L’unico maschio, Renzo, diplomato al Liceo scientifico cittadino poi anche lui ingegnere come il padre, se ne era invece andato un mese prima per sfuggire alla leva militare promossa dalla Repubblica di Salò per le classi 1923,1924, 1925. Dopo un tentativo fallito entrò in Svizzera nella zona di Clivio grazie da un lato a un militare della Guardia di Finanza che “sentito il caso, sollevò un lembo della rete di confine per farmi passare e dall’altro un soldato svizzero a cui si rivolse il papà in lingua tedesca che mi lasciò entrare”. Cosi per il giovane Russi cominciò la sua avventura di internato in Svizzera che racconterà anni dopo in un diario che ha per titolo “La mia fuga in Svizzera con i genitori e nove sorelle per sfuggire alla Shoah” diventato oggi il quaderno numero otto delle Edizioni amici della Resistenza. Curato con il puntiglio e la determinazione abituali da Franco Giannantoni, giornalista e storico varesino di grande affidabilità, il saggio narra il lungo viaggio di Renzo Russi in ben nove campi di internamento disseminati in buona parte del territorio elvetico. In Ticino, nel Cantone Soletta, nel Vallese, nel Giura bernese conobbe la realtà di una semi prigionia fatta di misurata accoglienza ma anche di regole rigide, di contrasti con gli altri gruppi nazionali presenti, di scarsi contatti con l’esterno, di divieti dal fare attività politica e di lavoro soprattutto nella raccolta delle patate e nel dissodare terreni incolti. Insomma una vita opaca, sospesa, rarefatta tra gli incanti di un paesaggio all’epoca ancora incontaminato. Luoghi dove le notizie della immane tragedia che si stava consumando oltre le frontiere della Svizzera entravano comunque solo attraverso qualche notiziario di “Radio Londra” e la voce inconfondibile del colonnello Harold Stevens che con i suoi notiziari divenne simbolo di libertà e speranza per chi si opponeva al nazifascismo.

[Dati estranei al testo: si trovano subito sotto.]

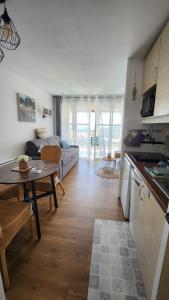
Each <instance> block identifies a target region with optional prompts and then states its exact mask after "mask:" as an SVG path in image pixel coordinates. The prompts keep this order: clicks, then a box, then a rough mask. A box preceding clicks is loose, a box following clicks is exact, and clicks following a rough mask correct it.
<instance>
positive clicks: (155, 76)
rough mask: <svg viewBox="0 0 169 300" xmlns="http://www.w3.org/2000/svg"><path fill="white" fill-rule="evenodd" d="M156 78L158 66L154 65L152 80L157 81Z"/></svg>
mask: <svg viewBox="0 0 169 300" xmlns="http://www.w3.org/2000/svg"><path fill="white" fill-rule="evenodd" d="M157 79H158V68H157V67H155V68H154V71H153V80H154V82H157Z"/></svg>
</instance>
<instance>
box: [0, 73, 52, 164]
mask: <svg viewBox="0 0 169 300" xmlns="http://www.w3.org/2000/svg"><path fill="white" fill-rule="evenodd" d="M18 92H19V93H22V94H25V95H28V96H31V97H32V98H34V99H35V102H36V109H37V113H36V123H25V122H19V119H18V107H17V98H16V94H17V93H18ZM44 107H47V108H52V97H51V95H49V94H48V93H47V92H45V91H43V87H40V86H39V87H37V86H35V85H34V83H33V82H28V81H27V80H24V78H22V77H19V76H16V75H15V74H14V73H11V72H9V71H7V70H5V69H2V68H1V69H0V163H1V162H4V161H6V160H9V159H12V158H14V157H16V156H18V155H19V154H22V153H24V146H25V142H26V141H28V140H30V139H32V138H34V129H36V128H39V127H45V128H47V129H48V133H49V135H52V134H53V118H52V117H47V118H45V119H44V118H42V109H43V108H44Z"/></svg>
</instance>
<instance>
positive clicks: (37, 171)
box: [0, 160, 58, 239]
mask: <svg viewBox="0 0 169 300" xmlns="http://www.w3.org/2000/svg"><path fill="white" fill-rule="evenodd" d="M18 166H19V164H18V162H17V161H14V162H11V163H7V164H4V165H1V166H0V184H17V185H19V186H22V188H23V195H24V196H23V198H24V199H23V201H25V202H31V203H32V208H33V212H34V215H35V223H36V229H37V237H38V239H40V238H41V228H40V221H39V212H38V204H37V200H38V199H41V198H43V197H46V196H49V195H53V199H54V205H55V209H57V208H58V202H57V195H56V187H55V174H56V171H57V169H58V165H57V164H56V163H53V162H50V161H44V160H30V161H29V162H28V166H29V167H30V169H29V170H27V171H26V172H20V171H19V170H18ZM46 177H49V178H50V183H51V189H50V190H49V191H47V192H43V193H40V194H39V193H37V189H36V182H37V181H38V180H41V179H43V178H46Z"/></svg>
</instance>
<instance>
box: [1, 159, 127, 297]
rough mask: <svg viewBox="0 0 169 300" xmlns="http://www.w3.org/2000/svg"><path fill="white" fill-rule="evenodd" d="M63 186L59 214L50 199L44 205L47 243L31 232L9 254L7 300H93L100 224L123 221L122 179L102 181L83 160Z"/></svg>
mask: <svg viewBox="0 0 169 300" xmlns="http://www.w3.org/2000/svg"><path fill="white" fill-rule="evenodd" d="M63 184H64V187H65V190H66V195H65V196H64V197H62V196H61V194H59V190H58V196H59V208H58V210H57V212H55V213H52V214H50V213H49V211H48V205H47V204H48V202H47V201H46V200H41V201H40V202H41V203H39V211H40V221H41V229H42V239H41V240H40V241H39V242H37V241H32V240H30V238H29V230H28V228H27V227H25V228H24V229H23V230H22V231H21V232H20V233H19V234H18V236H17V237H16V239H15V240H14V241H13V242H12V244H11V245H10V247H9V249H8V252H7V259H8V263H9V273H10V278H11V288H10V289H9V291H8V292H7V293H6V296H7V300H35V299H36V300H63V299H64V300H86V299H87V290H88V280H89V269H90V257H91V246H92V235H93V226H94V220H95V218H102V219H111V220H123V213H122V209H121V206H120V205H119V202H118V199H117V191H118V180H117V179H116V180H109V179H104V178H100V177H98V176H96V175H95V173H94V167H93V165H90V164H89V163H87V162H83V161H81V162H80V164H79V165H76V166H75V167H74V168H73V169H72V170H71V172H70V173H69V174H68V175H67V176H66V177H65V178H64V180H63Z"/></svg>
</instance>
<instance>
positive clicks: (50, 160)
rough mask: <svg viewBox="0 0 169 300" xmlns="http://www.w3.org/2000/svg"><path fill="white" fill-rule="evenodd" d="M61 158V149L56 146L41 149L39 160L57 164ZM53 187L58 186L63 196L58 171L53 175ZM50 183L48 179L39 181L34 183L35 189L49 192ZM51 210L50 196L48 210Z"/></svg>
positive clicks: (48, 179) (45, 147)
mask: <svg viewBox="0 0 169 300" xmlns="http://www.w3.org/2000/svg"><path fill="white" fill-rule="evenodd" d="M60 157H61V148H60V147H59V146H57V145H46V146H44V147H43V148H42V151H41V159H42V160H47V161H51V162H54V163H56V164H59V162H60ZM55 185H59V186H60V188H61V190H62V193H63V195H64V194H65V190H64V188H63V186H62V184H61V182H60V179H59V171H56V174H55ZM50 188H51V187H50V182H49V179H48V178H45V179H43V180H39V181H37V182H36V189H37V190H39V191H45V192H46V191H49V190H50ZM51 209H52V196H50V210H51Z"/></svg>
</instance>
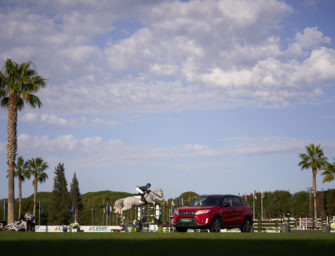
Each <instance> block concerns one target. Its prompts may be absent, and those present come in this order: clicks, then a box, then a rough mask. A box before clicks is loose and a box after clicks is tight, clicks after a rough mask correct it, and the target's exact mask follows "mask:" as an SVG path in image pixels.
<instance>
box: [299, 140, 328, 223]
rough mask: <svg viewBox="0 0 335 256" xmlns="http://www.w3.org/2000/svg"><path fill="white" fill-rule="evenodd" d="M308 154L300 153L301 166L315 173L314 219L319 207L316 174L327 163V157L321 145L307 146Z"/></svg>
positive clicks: (308, 145) (306, 147)
mask: <svg viewBox="0 0 335 256" xmlns="http://www.w3.org/2000/svg"><path fill="white" fill-rule="evenodd" d="M306 151H307V154H300V155H299V156H300V158H301V161H300V162H299V166H301V169H302V170H303V169H309V168H311V169H312V174H313V199H314V219H316V218H317V208H316V174H317V173H318V170H321V169H322V168H324V166H325V164H326V163H327V157H325V156H324V154H323V150H322V149H321V145H317V146H315V145H314V144H310V145H308V146H306Z"/></svg>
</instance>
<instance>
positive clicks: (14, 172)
mask: <svg viewBox="0 0 335 256" xmlns="http://www.w3.org/2000/svg"><path fill="white" fill-rule="evenodd" d="M15 168H16V171H15V172H14V176H15V177H17V180H18V187H19V214H18V219H20V218H21V209H22V182H23V181H24V180H25V179H26V178H27V179H30V173H29V172H28V171H27V170H26V168H27V164H26V163H25V162H24V159H23V157H22V156H19V157H18V158H17V161H16V165H15Z"/></svg>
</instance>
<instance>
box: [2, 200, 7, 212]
mask: <svg viewBox="0 0 335 256" xmlns="http://www.w3.org/2000/svg"><path fill="white" fill-rule="evenodd" d="M3 205H4V210H5V214H7V213H8V206H7V204H6V200H3Z"/></svg>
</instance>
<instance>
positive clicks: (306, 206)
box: [290, 191, 310, 218]
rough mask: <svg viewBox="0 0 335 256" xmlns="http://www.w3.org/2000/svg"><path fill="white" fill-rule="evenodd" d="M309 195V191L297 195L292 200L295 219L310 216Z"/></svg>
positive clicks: (300, 191)
mask: <svg viewBox="0 0 335 256" xmlns="http://www.w3.org/2000/svg"><path fill="white" fill-rule="evenodd" d="M309 195H310V193H309V192H308V191H300V192H297V193H295V194H294V195H293V196H292V199H291V206H290V208H291V215H292V216H294V217H296V218H297V217H305V216H308V215H309Z"/></svg>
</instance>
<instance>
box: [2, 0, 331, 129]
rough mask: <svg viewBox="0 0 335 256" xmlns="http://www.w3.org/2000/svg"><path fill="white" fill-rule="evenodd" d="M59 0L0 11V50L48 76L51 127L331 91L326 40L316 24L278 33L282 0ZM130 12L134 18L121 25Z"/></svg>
mask: <svg viewBox="0 0 335 256" xmlns="http://www.w3.org/2000/svg"><path fill="white" fill-rule="evenodd" d="M65 2H66V1H65ZM65 2H64V3H62V2H59V1H57V3H55V2H53V1H51V2H50V1H45V2H44V1H40V2H37V3H35V4H34V5H31V4H29V2H28V3H26V4H21V3H19V2H15V1H14V3H12V5H10V7H9V6H8V7H7V8H6V9H4V10H6V11H0V24H1V25H0V34H1V40H2V44H1V46H0V52H1V56H3V58H5V57H11V58H14V59H16V60H17V61H26V60H27V59H32V60H33V61H34V62H35V63H36V65H37V66H36V67H37V68H38V72H39V73H40V74H41V75H43V76H46V77H47V78H48V84H49V86H48V88H46V89H45V90H43V91H42V92H41V93H40V94H39V95H40V96H41V98H42V99H43V103H44V108H45V111H47V113H48V116H46V117H45V119H44V120H43V122H44V123H47V124H48V125H54V126H58V127H66V126H67V127H71V126H76V123H78V120H72V121H71V120H70V119H66V118H64V117H60V116H64V113H66V115H69V114H81V115H86V114H96V113H99V114H106V113H107V114H109V113H133V112H136V113H138V112H161V111H165V112H167V111H183V110H188V109H199V108H200V109H201V108H219V109H221V108H227V107H228V108H231V107H237V106H253V107H263V106H267V107H268V106H270V107H278V106H281V107H282V106H287V105H290V104H296V103H306V102H308V101H309V100H313V99H316V100H317V99H319V98H321V97H327V95H326V94H324V93H323V88H322V86H324V85H327V86H333V85H334V84H333V82H332V81H333V80H334V75H333V73H334V72H332V70H334V58H335V57H334V50H333V49H331V48H326V47H325V45H329V43H330V38H329V37H327V35H324V34H323V33H322V31H321V30H320V29H318V28H316V27H307V28H305V29H304V30H303V31H302V32H297V33H296V35H295V38H293V39H290V38H281V35H282V34H281V33H280V32H281V31H280V29H281V28H280V24H281V21H282V20H283V19H284V18H285V16H286V15H290V14H292V13H293V11H292V8H291V7H290V6H289V5H288V4H286V3H284V2H282V1H276V0H270V1H269V0H257V1H252V2H251V1H246V0H239V1H236V0H222V1H189V2H180V1H145V2H143V3H142V2H141V3H138V2H137V1H135V2H134V1H113V2H100V1H99V3H94V4H93V2H91V1H84V2H81V1H79V2H75V3H65ZM129 5H131V8H129ZM46 6H48V7H49V8H48V11H44V12H41V10H43V9H45V8H46ZM293 15H294V14H293ZM130 19H131V20H133V21H134V20H135V22H136V23H137V25H138V26H137V27H132V26H130V25H120V24H119V23H118V21H120V20H123V21H129V20H130ZM122 26H124V27H122ZM127 26H128V27H127ZM123 29H126V30H127V29H128V31H130V33H129V34H127V36H126V37H122V38H115V34H113V32H115V31H116V30H117V31H119V30H120V31H121V30H123ZM287 40H291V42H292V43H291V44H290V45H289V46H288V48H287V49H284V48H283V46H282V45H281V42H283V41H287ZM55 99H57V100H55ZM25 118H27V119H29V118H33V116H30V117H29V116H27V117H25ZM102 122H104V124H102ZM107 122H109V123H108V124H107ZM94 123H95V124H98V123H100V125H106V126H113V125H114V124H113V121H102V120H93V121H92V124H94Z"/></svg>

Per il curatore il diario di Renzo Russi è anche occasione per riformulare un nuovo sintetico bilancio sulle ondivaghe politiche della Confederazione in fatto di accoglienza; sulla fuga degli ebrei attraverso i numerosi punti di passaggio lungo la frontiera del varesotto. Tentativi spesso frustrati dai tradimenti prezzolati dei passatori e dalle rigidità talvolta incomprensibili e sorde delle autorità elvetiche. Episodi di cinismo che costarono la deportazione e la vita a tante persone in fuga. Insomma luci (quasi 294 mila comunque i rifugiati accolti di diverse nazionalità) ma anche ombre inquietanti su un paese neutrale sì ma con grandi interessi economici nelle industrie tedesche. Tutto questo è stato messo definitivamente a fuoco nel “Rapporto finale” (2006) della Commissione indipendente di Esperti della Confederazione, presieduta dallo storico Jean – Francois Bergier. Sei anni di intensi lavori di ricerca e analisi su quel tragico periodo della storia europea. Un indagine severa che ha stigmatizzato la strategia del rèfoulment (respingimento) di migliaia di ebrei – adottata a geometria variabile da Berna fra il 1942 e il 1945 – che ha in parte macchiato la grande tradizione umanitaria della Svizzera.
Il volumetto, con il suo ricchissimo apparato di fotografie, documenti, verbali e disegni dei luoghi che ospitarono Renzo Russi, sarà presentato sabato 5 giugno alla libreria Ubik in piazza Garibaldino a Varese. Con Franco Giannantoni ci sarà anche Francesco Scomazzon, autore nel 2005 del libro “Maledetti figli di Giuda, vi prenderemo”, la caccia nazifascista agli ebrei in una terra di confine Varese 1943 – 1945.